BMW G310R Street Tracker by Wedge Motorcycles


This BMW G310R Street Tracker, is the handiwork of Takashi Nihira, from Wedge Motorcycles based in Tokyo. This project was directly commission from BMW Motorrad Japan.

Takashi has a lot of customizing experience under his belt, thanks to his earlier jobs as a mechanic, painter and a metal shaper, before starting Wedge.
“I felt a different kind of pressure,” Takashi explains. “Usually an owner exists. To a certain degree, I know the direction of the custom bike based on the owner’s tastes and riding style. But this was difficult because I had too much freedom.”

“My impression of the G310R was a standard on-road bike with 17-inch wheels,” says Takashi. “That is why I tried to customize the bike in a different direction.”
“I personally like the tracker style because riders are able to ride the bike freely. I imagined a custom bike that could be ridden in the city, a bike that could be used for daily use, and at times for touring.”

In a bid to leave a good amount of the G310R’s character intact, Takashi decided against recreating the frame entirely. So he created a new sub-frame along with a new swing arm and suspension setup.

A radical design element is the monoshock, which has been repositioned under the fuel tank, though it still utilizes the original linkages. A whole array of items had to be created from scratch using aluminium. The exhaust system, which is a fully custom job, is a stainless steel unit that curls around the swing-arm and is positioned high on the right hand side.

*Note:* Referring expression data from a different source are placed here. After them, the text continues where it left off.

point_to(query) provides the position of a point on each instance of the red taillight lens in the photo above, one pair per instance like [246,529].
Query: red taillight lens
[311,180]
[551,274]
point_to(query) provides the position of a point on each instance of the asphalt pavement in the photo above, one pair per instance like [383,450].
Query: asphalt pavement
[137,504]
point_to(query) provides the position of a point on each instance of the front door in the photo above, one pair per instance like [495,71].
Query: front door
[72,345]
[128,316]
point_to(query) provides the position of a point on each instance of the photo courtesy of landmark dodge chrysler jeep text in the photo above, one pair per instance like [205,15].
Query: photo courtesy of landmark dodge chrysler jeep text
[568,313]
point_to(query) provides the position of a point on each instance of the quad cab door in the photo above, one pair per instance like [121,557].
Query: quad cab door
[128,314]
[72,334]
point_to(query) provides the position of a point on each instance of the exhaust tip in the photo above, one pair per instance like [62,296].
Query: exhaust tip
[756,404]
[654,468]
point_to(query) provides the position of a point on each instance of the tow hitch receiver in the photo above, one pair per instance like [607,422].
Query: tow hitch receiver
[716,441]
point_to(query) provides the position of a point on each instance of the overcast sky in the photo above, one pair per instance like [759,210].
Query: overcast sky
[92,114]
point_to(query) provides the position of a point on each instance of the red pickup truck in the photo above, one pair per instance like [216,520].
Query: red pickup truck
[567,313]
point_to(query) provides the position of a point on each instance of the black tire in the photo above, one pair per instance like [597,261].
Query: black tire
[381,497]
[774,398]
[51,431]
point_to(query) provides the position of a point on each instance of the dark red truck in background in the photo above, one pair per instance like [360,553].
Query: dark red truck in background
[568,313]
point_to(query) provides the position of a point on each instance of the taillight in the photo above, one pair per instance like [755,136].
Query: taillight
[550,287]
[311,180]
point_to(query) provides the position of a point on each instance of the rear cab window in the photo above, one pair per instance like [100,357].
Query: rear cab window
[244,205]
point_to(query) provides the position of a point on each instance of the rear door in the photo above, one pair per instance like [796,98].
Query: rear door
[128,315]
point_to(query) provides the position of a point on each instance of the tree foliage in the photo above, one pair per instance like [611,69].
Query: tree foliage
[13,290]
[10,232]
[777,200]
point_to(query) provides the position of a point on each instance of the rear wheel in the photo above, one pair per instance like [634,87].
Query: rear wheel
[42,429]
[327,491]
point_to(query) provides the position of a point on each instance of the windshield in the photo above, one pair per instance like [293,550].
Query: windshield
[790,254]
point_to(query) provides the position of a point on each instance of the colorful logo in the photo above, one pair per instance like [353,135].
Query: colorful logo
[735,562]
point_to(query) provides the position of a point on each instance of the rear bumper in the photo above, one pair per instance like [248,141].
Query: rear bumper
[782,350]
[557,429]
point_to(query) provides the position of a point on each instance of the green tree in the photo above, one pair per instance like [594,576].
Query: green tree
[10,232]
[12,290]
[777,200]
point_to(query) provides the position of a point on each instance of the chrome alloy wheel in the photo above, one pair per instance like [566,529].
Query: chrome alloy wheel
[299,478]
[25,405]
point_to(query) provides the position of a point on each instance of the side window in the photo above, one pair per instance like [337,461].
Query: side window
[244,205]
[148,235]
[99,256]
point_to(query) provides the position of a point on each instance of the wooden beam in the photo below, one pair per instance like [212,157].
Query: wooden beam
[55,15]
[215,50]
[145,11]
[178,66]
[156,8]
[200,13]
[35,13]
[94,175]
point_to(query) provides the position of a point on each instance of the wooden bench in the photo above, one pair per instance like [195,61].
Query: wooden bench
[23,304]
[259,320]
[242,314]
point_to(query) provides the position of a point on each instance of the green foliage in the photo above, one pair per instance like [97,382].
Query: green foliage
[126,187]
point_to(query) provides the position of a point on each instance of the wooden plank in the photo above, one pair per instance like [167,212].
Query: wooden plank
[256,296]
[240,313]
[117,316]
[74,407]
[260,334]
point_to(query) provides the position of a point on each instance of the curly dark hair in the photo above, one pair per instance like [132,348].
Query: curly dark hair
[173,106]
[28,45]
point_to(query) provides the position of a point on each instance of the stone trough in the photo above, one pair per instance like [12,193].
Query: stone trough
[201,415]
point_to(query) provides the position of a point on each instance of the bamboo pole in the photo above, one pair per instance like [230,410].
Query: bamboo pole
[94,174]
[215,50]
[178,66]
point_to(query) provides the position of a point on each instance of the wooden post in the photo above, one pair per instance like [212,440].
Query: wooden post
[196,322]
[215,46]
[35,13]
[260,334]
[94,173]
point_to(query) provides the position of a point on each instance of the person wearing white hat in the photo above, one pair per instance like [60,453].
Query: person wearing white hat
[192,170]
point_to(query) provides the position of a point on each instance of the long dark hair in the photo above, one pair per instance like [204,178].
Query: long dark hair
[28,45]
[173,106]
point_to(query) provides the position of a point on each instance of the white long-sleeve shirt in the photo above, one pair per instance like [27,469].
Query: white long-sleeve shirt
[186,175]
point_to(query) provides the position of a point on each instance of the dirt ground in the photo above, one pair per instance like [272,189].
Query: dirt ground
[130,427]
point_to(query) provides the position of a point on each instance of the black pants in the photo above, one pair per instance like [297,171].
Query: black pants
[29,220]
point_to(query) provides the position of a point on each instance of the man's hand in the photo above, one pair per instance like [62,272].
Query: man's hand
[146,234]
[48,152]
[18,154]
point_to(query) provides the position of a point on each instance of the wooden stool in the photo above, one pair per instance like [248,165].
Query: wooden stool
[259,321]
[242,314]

“At first, the space between the rear suspension and the exhaust pipe was very limited,” says Takashi, “so I planned on moving the rear suspension to the side of the frame. But after starting the customization process, I unintentionally put the rear suspension on top of the engine, and the balance was perfect.”

The brake callipers and the USD forks are stock. However, the stock 17-inch wheels have been replaced by 19-inch 5 spoke steel wheels shod with on-off road tyres, and also feature custom brake rotors.

“I have never customized a bike with a front air intake device, rear exhaust and backwards-tilting cylinder engine,” says Takashi, “but this made me even more interested to take on the challenge.”

Having shuffled stuff around so much meant that some other things had to be moved around to make space. So out went the airbox, to get replaced by a K&N unit. The big battery has been replaced by a smaller Shorai make. The under tank monoshock meant that there was no space to store fuel in that tank anymore, so the fuel storage was moved to a place under the filter.

The radiator has been replaced with a new unit too and is now mounted offset with a TrailTech cooling fan kit. The handlebars are modified with mini switches and bar-end turn signals. The stock instrument cluster is junked in favour of a tiny LED speedo from Motogadget. The motorcycle also gets custom LED lights both front and back.

The bike, once transformed, the frame was painted olive green, and white and black for the bodywork.

It took Takashi two and a half months to make this beauty show-ready.